These results suggest that the recA-dependent deletion events stimulated by dnaB107 are only partially dependent on Exonuclease V (RecBCD), and they do not require the Holliday junction resolving activity of RuvC endonuclease. However, the inviability of the dnaB107 recB and dnaB107 ruvC strains suggests that, indeed, ExoV and RuvC play an important role in dnaB107 mutant survival. We conclude that dnaB107 may be creating an environment where stalled forks are broken and must be repaired to maintain the health of the strain, but in all likelihood RecBCD-mediated recombination is not the only pathway for elevated deletions in this mutant.
| DISCUSSION |
|---|
We have shown that a mutation within DnaB, the replication fork helicase of E. coli, stimulates RecA-dependent recombination between tandem repeats in a semidominant and allele-specific manner.

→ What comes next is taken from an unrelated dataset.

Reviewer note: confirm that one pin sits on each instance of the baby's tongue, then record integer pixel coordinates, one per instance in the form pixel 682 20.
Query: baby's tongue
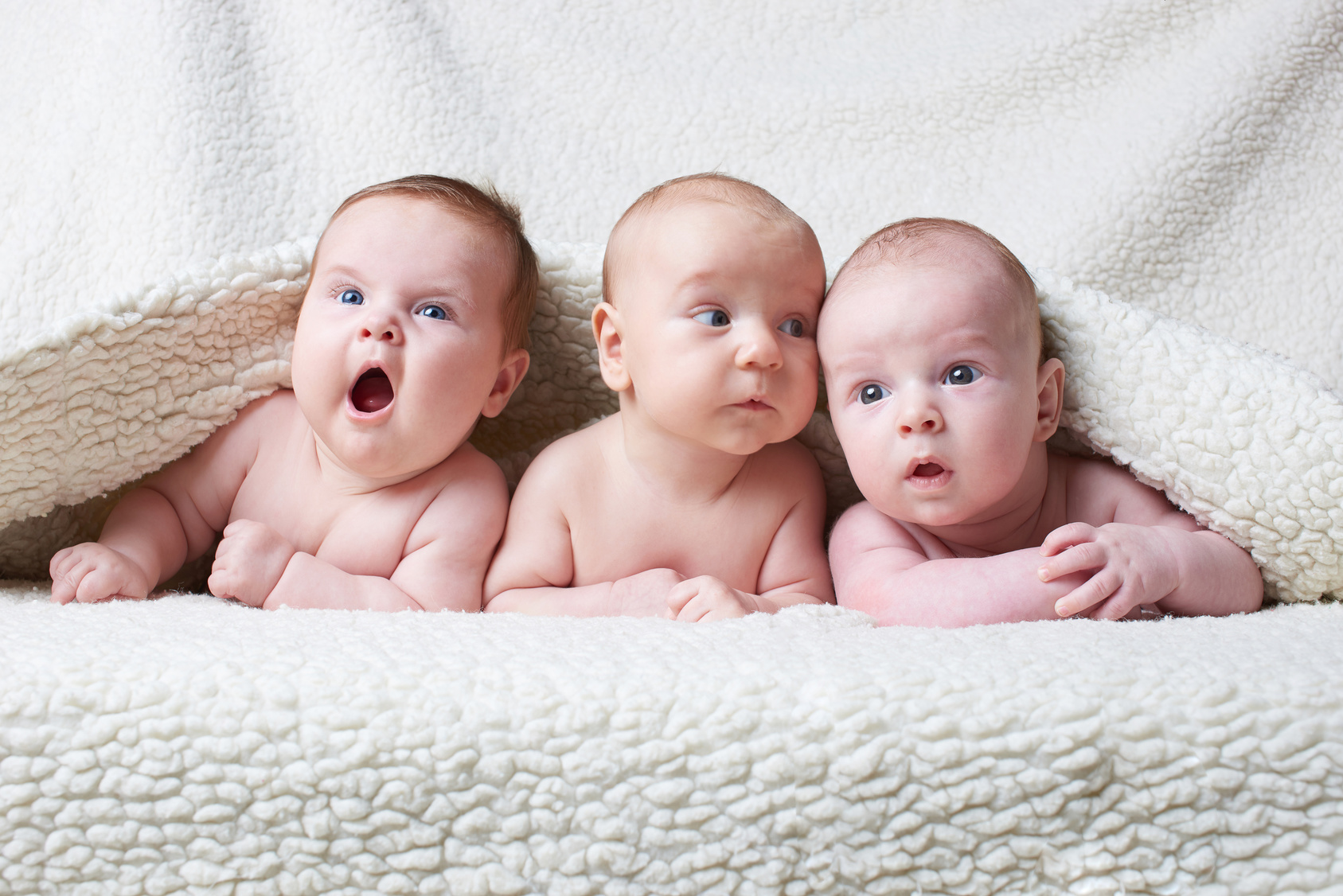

Aberrant replication in the presence of the mutant DnaB107 fork helicase may therefore initiate recombinational repair events that occasionally culminate in rearrangements between tandemly repeated sequences. This hyperrecombination phenotype conferred by dnaB107 provided us with a unique opportunity for genetic analysis to elucidate the mechanism of recombination within replication forks.
The most novel result of our analysis was the identification of the radC gene as essential for dnaB107-stimulated recombination between tandem repeats. The specific function of RadC in recombination and repair is unknown. There is only one allele of radC, which has been isolated as a mutation enhancing X-irradiation sensitivity (![]()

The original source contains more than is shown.